Learning while sitting cannot teach doing while moving.
History did not come from another age or place, it remains in our
hands, should we choose to use them.
Yes, your words are action: they are a poison and a curse, a sleeping
spell made of strategic hedging and hesitations.
A proposal to break the spell:
For every lecture, panel, book release, cocktail party, movie
screening, benefit party, dance, dinner or Bingo you attend, engage in
one act of active resistance.
It’s up to you to decide what it may be. But choose wisely: our
future is not so certain, as to tolerate half measures.
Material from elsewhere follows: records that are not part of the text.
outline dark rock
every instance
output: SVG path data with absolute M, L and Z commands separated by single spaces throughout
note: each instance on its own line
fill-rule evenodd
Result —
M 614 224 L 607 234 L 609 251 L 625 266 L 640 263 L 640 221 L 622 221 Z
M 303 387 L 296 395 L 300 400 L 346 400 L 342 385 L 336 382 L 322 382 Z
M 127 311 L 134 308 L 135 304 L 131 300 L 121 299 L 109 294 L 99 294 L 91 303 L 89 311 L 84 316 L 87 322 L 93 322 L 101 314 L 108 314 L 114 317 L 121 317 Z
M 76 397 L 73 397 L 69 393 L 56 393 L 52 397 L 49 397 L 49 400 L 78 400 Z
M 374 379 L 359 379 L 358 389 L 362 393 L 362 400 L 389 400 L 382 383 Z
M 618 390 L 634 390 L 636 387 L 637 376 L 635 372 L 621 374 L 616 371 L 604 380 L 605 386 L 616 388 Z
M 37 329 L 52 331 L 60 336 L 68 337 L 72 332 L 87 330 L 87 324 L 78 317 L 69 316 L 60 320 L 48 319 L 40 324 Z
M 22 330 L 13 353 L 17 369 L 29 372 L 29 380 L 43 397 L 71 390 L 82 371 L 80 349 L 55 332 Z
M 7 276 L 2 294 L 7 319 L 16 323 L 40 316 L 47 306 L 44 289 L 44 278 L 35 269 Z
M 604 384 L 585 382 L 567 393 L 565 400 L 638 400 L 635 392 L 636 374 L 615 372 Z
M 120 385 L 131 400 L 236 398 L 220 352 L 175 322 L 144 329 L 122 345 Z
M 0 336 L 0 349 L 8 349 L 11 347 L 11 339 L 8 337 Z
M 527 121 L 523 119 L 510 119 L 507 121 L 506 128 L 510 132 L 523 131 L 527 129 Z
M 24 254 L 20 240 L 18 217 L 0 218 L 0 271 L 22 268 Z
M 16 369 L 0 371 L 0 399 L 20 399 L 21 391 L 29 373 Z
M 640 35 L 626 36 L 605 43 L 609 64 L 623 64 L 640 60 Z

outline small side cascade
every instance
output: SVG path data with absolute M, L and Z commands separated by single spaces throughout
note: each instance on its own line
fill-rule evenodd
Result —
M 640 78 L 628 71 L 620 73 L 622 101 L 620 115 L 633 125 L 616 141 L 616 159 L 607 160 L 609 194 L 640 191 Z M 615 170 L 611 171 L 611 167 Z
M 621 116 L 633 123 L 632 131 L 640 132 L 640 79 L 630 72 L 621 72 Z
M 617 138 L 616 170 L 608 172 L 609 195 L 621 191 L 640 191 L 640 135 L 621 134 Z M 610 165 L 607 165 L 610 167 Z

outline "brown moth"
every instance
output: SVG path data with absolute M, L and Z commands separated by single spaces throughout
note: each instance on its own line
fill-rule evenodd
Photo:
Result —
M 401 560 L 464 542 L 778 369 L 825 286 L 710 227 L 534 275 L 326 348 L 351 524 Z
Know that we are not doing enough.
Break the habit. footnote 1: and some of which they had not: Two or three years ago, Books Through Bars received a donation of a box of books by a Muslim woman about her experiences in the u.s. post-9/11. We sent copies out nationwide, many to states where the people incarcerated might never have seen a Muslim or Middle Eastern person prior to (or even after) incarceration. I remember a response from a woman incarcerated in Oklahoma, Baptist Bible Belt country, thanking us for the book. She had never thought of the issues raised in the book. Being in a predominantly white, overwhelmingly fundamentalist Christian environment, she had never thought to question the media scare about Muslim people. Receiving and reading that book drastically altered her view. This is not the only time that we have received a letter from a person in prison stating that the book(s) sent radically changed that person’s way of thinking and looking at the world, but it’s one that stuck with me.